We are grateful to the financial support from the Spanish Government (Ministerio de Economía, Industria y Competitividad) and the European Regional Development Fund of the European Commission (in Spanish, FEDER) through the SETH project (CGL2014-60849-JIN). The Ph.D. Fellowship of Milica Stojanovic is supported by the European Commission under the Erasmus Mundus project Green-Tech-WB: Smart and Green technologies for innovative and sustainable societies in Western Balkans (551984-EM-1-2014-1-ES-ERA Mundus-EMA2). This work was partially supported by Xunta de Galicia under Project ED431C 2017/64-GRC “Programa de Consolidación e Estruturación de Unidades de Investigación Competitivas (Grupos de Referencia Competitiva)”. We would also like to thank the IMDROFLOOD project financed by the Water Works 2014 co-funded call of the European Commission. Thanks to the Editor and the anonymous reviewers for their constructive commentaries.

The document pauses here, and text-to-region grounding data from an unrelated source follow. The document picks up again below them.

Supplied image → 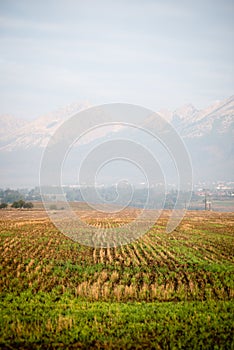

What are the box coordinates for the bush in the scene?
[23,202,33,209]
[12,200,25,208]
[11,200,34,209]
[0,202,8,209]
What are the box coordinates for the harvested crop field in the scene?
[0,208,233,349]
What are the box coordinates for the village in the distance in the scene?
[1,180,234,212]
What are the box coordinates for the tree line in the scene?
[0,200,34,209]
[0,189,34,209]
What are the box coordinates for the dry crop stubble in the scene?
[1,207,233,301]
[0,207,234,348]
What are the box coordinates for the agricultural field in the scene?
[0,207,234,349]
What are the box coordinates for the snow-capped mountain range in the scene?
[0,96,233,187]
[0,102,91,151]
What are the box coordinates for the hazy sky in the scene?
[0,0,233,119]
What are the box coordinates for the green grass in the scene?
[0,291,233,350]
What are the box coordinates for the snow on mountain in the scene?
[173,103,198,121]
[180,95,234,138]
[0,101,90,151]
[157,96,234,139]
[0,96,233,186]
[0,114,27,138]
[1,96,233,152]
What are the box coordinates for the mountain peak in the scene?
[173,103,197,120]
[0,114,27,138]
[0,101,91,151]
[0,96,233,186]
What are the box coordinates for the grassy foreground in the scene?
[0,292,233,349]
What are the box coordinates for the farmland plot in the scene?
[0,208,233,349]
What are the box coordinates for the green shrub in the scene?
[0,202,8,209]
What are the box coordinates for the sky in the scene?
[0,0,233,119]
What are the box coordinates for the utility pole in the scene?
[204,191,207,210]
[204,189,212,211]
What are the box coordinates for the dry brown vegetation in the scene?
[0,207,233,302]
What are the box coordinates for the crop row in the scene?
[0,211,233,302]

Potential evapotranspiration is the amount of evaporation that would occur if a sufficient water source was available.
Lagrangian frame of reference: the observer follows a parcel as it moves through space and time.
Specific humidity is mass of water vapor in a unit mass of moist air.
Residence time of water vapor measures how much time the water molecule spends in the atmosphere.
Atmospheric evaporative demand is the upper limit of the atmospheric demand for water from a natural surface.